Die beiden Mitarbeitenden Diana Korol und Jakob Leitner des FWF-Projekts GuDiE, geleitet von PD Dr. Ingeborg Zechner, sprechen am Fr, 27.02. im Rahmen der Tagung "DHd 2026- Nicht nur Text, nicht nur Daten" in Wien. Die Jahrestagung des Verbandes “Digital Humanities im deutschsprachigen Raum”, ausgerichtet von der Universität Wien möchte einen produktiven Raum für Begegnungen und Diskussionen schaffen, um diese Fragen zu erörtern. Panels, Rundtischgespräche, Workshops und Postersessions bringen Expert*innen aus Bereichen der digitalen Kulturerbeforschung, digitalen Archivierung und Datenwissenschaft sowie Vertreter*innen traditioneller, text- und sprachorientierter Digital Humanities zusammen.
Zahlreiche geisteswissenschaftliche Disziplinen haben in den vergangenen Jahren durch digitale Erfassung kultureller Erzeugnisse und abstrakte Modellierung von Information die Grundlage ihrer Erkenntnisarbeit signifikant erweitert. Ausgangspunkt dafür war vor allem die Erstellung von Textkorpora, Entwicklung von Algorithmen und Interfaces für die Analyse von Texten. Nach und nach hat eine Erweiterung des Feldes stattgefunden, so dass inzwischen vermutlich sämtliche “Objekte” der Geisteswissenschaften digital erfasst und zunehmend miteinander analytisch verknüpft werden können: Personen, Orte, Objekte der materiellen Kultur, Begriffe, Kunstwerke, sprachliche Interaktionen etc. Herausforderungen, die sich aus dieser Erweiterung über Text und Daten hinaus ergeben, werden als Motto der Konferenz aufgegriffen: nicht indem textzentrierte Ansätze ausgeschlossen, sondern indem sie in einen breiteren Kontext gestellt werden.

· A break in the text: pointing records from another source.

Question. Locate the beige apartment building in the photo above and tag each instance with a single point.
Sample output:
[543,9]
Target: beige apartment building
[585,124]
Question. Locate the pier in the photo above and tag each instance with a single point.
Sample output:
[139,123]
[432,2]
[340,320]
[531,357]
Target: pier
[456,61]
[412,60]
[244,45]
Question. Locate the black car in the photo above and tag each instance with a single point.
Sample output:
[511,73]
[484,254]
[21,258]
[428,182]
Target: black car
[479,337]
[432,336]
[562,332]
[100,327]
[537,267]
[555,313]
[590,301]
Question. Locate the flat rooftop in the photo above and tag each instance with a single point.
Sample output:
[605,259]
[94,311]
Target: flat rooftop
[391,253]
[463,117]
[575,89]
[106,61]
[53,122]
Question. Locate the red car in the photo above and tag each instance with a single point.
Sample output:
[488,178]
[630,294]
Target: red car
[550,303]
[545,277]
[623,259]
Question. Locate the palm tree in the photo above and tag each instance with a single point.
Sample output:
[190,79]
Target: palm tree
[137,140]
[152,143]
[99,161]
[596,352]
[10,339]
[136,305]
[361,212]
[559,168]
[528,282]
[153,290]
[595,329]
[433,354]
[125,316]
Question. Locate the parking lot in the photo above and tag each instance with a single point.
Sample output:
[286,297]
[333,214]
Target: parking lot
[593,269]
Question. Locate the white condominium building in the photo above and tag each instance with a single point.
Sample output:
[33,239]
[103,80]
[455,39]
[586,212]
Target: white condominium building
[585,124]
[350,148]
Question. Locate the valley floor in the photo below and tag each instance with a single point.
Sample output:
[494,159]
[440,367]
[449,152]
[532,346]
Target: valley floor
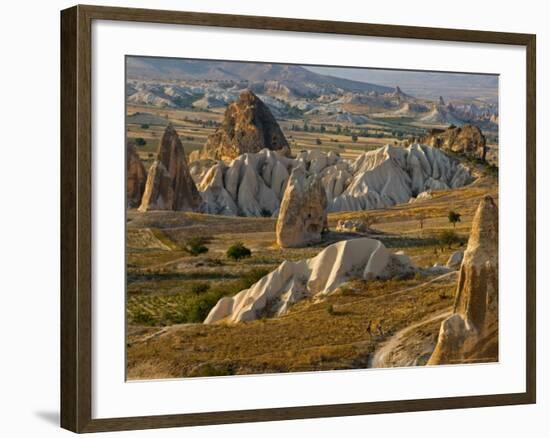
[363,324]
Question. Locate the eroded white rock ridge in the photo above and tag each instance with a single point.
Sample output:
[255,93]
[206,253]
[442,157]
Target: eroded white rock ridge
[273,294]
[253,184]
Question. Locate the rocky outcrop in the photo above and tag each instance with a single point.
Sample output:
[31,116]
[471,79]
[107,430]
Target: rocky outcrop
[250,185]
[392,175]
[291,282]
[253,184]
[352,226]
[468,140]
[136,176]
[248,126]
[303,214]
[169,183]
[470,334]
[455,260]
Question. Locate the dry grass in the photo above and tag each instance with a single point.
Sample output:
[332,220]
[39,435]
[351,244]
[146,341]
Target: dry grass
[306,339]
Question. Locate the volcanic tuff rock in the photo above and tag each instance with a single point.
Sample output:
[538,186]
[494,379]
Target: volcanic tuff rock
[467,139]
[303,213]
[392,175]
[273,294]
[169,183]
[253,184]
[471,333]
[136,176]
[248,126]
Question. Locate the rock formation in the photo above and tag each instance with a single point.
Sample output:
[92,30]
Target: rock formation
[471,333]
[468,140]
[169,183]
[248,126]
[455,260]
[352,226]
[253,184]
[303,213]
[392,175]
[273,294]
[136,176]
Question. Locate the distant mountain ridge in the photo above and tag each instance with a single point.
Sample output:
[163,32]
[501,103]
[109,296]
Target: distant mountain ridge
[295,77]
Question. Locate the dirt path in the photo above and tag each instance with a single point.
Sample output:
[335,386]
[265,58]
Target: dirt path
[382,355]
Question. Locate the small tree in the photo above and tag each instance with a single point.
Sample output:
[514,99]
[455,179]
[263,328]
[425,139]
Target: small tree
[454,217]
[238,251]
[448,238]
[195,246]
[369,220]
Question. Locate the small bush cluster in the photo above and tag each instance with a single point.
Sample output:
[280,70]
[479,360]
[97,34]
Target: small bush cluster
[448,238]
[238,251]
[196,246]
[191,306]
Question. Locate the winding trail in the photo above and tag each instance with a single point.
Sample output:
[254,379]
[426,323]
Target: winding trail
[382,354]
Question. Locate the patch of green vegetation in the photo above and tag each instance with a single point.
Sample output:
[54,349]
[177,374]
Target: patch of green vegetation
[238,251]
[189,306]
[454,217]
[164,239]
[199,287]
[210,370]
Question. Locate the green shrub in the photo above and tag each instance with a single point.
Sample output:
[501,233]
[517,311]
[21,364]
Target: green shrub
[195,246]
[238,251]
[199,287]
[209,370]
[453,217]
[200,307]
[249,278]
[448,238]
[265,212]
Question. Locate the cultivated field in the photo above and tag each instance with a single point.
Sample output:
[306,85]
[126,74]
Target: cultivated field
[170,292]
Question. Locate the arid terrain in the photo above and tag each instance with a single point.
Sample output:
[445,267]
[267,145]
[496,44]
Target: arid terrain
[238,207]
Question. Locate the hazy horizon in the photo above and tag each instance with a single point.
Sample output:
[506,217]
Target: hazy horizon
[422,84]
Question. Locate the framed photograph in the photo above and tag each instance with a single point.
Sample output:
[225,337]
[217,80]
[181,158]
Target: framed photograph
[268,219]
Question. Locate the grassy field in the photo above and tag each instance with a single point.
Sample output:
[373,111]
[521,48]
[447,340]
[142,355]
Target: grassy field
[169,291]
[325,335]
[194,127]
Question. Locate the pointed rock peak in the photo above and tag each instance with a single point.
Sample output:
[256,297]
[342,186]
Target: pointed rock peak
[170,146]
[248,126]
[471,333]
[303,214]
[136,176]
[248,96]
[169,182]
[484,226]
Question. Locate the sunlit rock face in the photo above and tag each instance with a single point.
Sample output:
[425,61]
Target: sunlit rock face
[169,183]
[248,126]
[471,333]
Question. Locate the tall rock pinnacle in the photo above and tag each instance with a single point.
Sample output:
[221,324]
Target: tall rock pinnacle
[471,333]
[169,183]
[248,126]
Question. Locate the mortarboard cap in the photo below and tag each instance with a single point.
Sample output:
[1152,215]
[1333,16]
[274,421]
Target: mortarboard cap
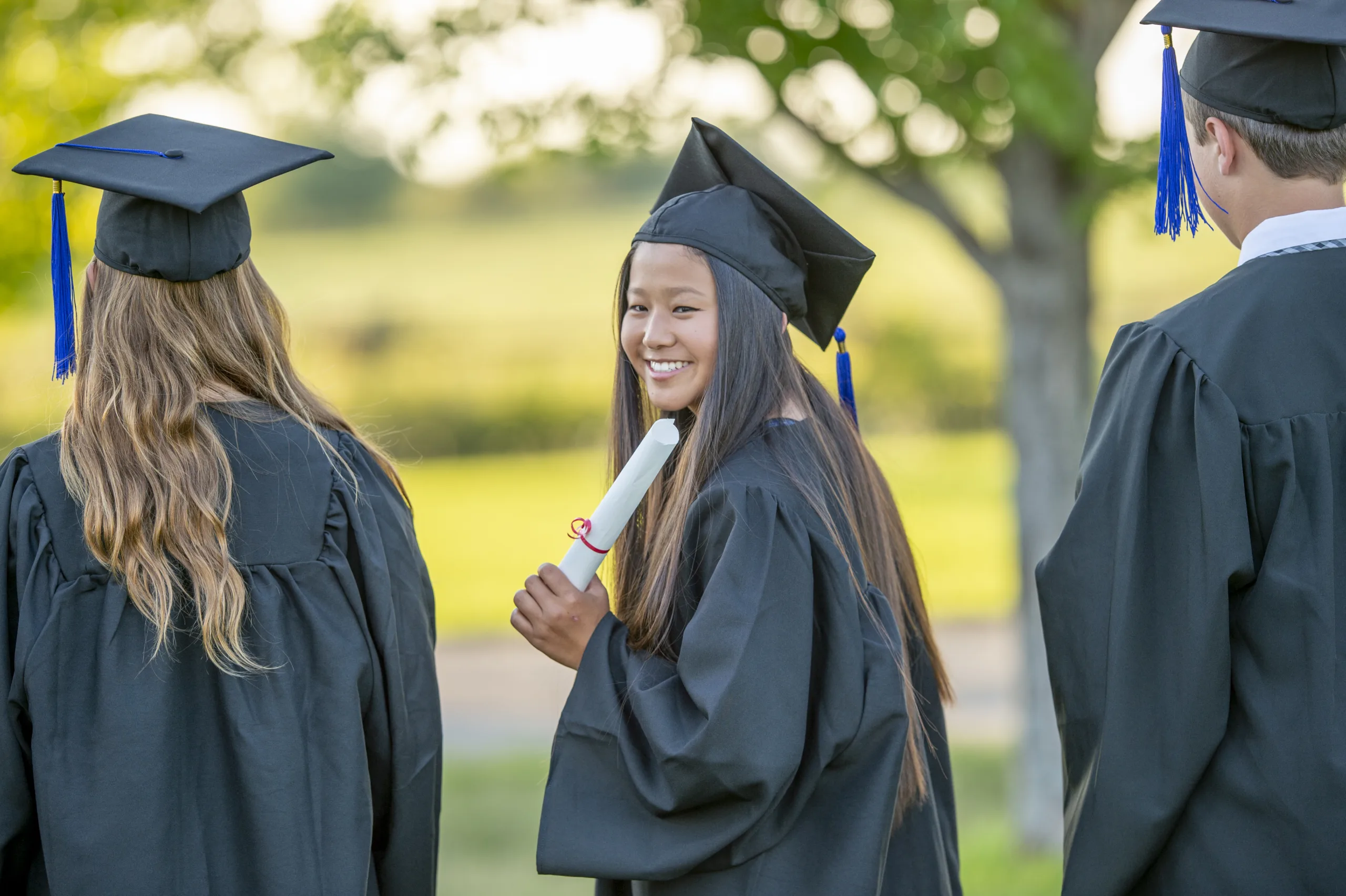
[1272,61]
[172,202]
[1275,62]
[723,201]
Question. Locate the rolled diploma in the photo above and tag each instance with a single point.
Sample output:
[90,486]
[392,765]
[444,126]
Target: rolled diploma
[621,501]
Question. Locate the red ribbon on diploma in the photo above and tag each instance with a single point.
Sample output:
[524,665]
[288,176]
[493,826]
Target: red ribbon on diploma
[579,528]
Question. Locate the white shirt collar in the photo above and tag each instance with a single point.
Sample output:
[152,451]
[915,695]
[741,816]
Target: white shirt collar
[1298,229]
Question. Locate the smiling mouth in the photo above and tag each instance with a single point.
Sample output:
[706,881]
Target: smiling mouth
[665,366]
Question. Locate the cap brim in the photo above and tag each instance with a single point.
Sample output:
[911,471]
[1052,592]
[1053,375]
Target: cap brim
[216,162]
[1322,22]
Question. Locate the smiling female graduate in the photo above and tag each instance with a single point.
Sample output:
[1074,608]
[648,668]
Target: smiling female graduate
[762,714]
[216,627]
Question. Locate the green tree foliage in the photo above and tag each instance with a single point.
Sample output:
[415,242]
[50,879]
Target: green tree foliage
[959,73]
[54,87]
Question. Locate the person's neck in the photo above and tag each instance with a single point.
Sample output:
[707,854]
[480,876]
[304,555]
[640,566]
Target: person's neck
[1277,199]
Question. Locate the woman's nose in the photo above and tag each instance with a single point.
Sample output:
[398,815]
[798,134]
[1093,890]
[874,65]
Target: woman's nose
[659,334]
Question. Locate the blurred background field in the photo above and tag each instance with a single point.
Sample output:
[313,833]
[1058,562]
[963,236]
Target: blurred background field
[467,326]
[472,333]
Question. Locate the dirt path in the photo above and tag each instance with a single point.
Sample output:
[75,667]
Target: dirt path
[500,695]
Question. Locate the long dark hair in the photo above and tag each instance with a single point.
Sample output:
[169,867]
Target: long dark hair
[756,376]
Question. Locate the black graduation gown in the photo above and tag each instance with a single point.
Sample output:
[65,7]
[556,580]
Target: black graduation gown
[1195,614]
[124,777]
[766,759]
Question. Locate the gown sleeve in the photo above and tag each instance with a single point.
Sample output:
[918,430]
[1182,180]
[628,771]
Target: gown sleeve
[403,721]
[660,766]
[1135,606]
[26,564]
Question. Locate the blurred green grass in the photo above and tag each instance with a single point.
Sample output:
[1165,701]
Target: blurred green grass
[485,524]
[491,333]
[489,830]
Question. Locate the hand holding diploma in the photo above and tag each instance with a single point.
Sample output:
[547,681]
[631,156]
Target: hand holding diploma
[559,608]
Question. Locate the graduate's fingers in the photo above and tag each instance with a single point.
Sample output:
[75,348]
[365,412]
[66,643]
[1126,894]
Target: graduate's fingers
[529,608]
[540,591]
[556,581]
[522,625]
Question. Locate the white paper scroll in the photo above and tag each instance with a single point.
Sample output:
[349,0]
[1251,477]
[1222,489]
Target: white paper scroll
[621,501]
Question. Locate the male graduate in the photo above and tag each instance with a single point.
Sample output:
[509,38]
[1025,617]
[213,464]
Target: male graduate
[1196,603]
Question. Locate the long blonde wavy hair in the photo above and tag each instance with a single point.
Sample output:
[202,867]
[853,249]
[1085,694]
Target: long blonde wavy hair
[140,454]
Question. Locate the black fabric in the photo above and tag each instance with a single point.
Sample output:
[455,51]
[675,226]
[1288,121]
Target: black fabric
[179,218]
[723,201]
[1274,62]
[766,759]
[1274,81]
[1301,21]
[120,776]
[1193,606]
[157,240]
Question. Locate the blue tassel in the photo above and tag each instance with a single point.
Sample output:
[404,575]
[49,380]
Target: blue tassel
[63,287]
[1177,205]
[845,388]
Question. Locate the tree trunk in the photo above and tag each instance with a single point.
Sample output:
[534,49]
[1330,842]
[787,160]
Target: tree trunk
[1044,280]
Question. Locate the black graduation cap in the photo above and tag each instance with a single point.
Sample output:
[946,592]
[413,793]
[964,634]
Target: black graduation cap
[1274,61]
[172,202]
[723,201]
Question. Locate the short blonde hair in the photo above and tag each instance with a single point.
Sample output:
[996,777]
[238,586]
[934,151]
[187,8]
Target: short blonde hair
[1289,151]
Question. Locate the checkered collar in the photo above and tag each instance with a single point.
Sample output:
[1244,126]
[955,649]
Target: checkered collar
[1302,232]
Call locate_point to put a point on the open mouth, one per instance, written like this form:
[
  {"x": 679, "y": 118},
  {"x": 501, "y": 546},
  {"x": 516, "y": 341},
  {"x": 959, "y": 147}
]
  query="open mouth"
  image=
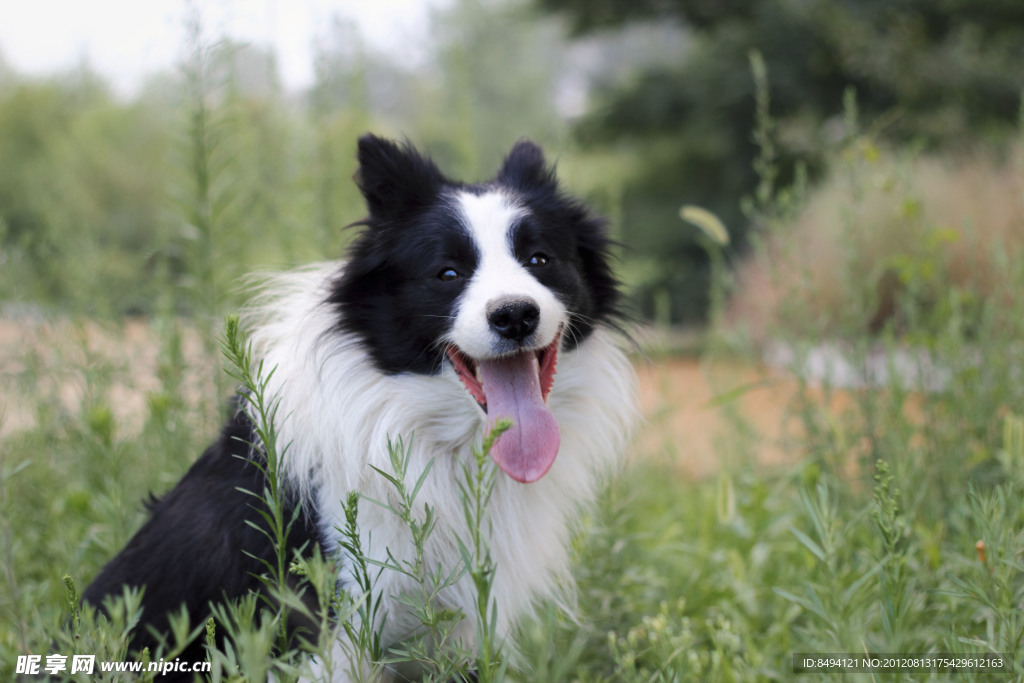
[{"x": 516, "y": 387}]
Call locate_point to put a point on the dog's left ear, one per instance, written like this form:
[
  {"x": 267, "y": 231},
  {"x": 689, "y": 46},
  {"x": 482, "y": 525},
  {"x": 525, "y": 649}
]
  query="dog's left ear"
[{"x": 524, "y": 168}]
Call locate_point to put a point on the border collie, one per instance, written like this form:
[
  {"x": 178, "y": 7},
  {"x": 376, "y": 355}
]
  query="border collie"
[{"x": 458, "y": 304}]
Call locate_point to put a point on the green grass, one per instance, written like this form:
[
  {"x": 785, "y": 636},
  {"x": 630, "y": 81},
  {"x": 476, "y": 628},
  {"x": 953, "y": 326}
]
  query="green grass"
[{"x": 895, "y": 525}]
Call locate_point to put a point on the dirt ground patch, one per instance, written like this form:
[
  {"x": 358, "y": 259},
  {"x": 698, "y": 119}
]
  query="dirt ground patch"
[{"x": 695, "y": 414}]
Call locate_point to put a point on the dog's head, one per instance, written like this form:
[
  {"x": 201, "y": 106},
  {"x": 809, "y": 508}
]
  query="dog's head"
[{"x": 496, "y": 279}]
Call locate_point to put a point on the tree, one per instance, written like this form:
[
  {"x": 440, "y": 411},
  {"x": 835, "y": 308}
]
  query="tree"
[{"x": 941, "y": 72}]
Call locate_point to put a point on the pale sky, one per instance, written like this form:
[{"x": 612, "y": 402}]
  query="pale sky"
[{"x": 124, "y": 40}]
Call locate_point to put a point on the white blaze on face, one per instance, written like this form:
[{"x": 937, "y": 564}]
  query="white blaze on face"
[
  {"x": 513, "y": 384},
  {"x": 499, "y": 274}
]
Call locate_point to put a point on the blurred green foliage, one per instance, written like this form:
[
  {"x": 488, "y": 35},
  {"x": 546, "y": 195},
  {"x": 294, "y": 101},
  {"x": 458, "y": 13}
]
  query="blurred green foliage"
[
  {"x": 945, "y": 74},
  {"x": 646, "y": 105}
]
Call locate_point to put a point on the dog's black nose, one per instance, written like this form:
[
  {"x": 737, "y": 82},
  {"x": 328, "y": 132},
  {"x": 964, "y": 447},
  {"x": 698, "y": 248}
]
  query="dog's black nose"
[{"x": 513, "y": 318}]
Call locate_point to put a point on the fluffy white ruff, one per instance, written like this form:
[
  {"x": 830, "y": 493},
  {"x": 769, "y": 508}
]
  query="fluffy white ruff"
[{"x": 337, "y": 413}]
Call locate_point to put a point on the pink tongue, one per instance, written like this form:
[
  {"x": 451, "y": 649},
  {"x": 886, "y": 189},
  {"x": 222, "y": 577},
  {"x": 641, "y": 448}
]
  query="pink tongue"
[{"x": 512, "y": 386}]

Weitere Informationen zur Konferenz und dem Programm
Der Beitrag von Diana Korol und Jakob Leitner stellt einen hybriden Ansatz zur Annotation und Modellierung von Verweisen auf Theaterwerke in Theaterchroniken des 18. Jahrhunderts vor. Im Rahmen des vom FWF geförderten Projekts GuDiE (2024–2028) wird eine digitale kritische Ausgabe der Gumpenhuber-Chroniken unter Verwendung von TEI/XML entwickelt, zusammen mit einer RDF-Datenbank, die auf Ontologien der darstellenden Künste basiert. Aufgrund der fluiden und hybriden Natur historischer Theaterpraktiken – wie Pasticcio oder genreübergreifende Adaptionen – werden Werke nicht als abstrakte Einheiten modelliert, sondern als Ausdrucksformen, die mit Inhaltstypen (z. B. Musik, Text, Choreografie) angereichert sind. Zur Unterstützung des Annotationsprozesses wurden Large Language Models (LLMs) für die halbautomatische Erkennung benannter Entitäten und die Verknüpfung mit einem kuratierten Autoritätsregister verwendet. Die Ergebnisse zeigen, dass LLMs den manuellen Aufwand reduzieren können, obwohl Herausforderungen wie Mehrdeutigkeit, Disambiguierung und Prompt-Sensitivität bestehen bleiben. Der Vortrag reflektiert die methodologischen und ontologischen Implikationen der Kombination von strukturierter Datenmodellierung mit historischer Komplexität in der digitalen wissenschaftlichen Bearbeitung.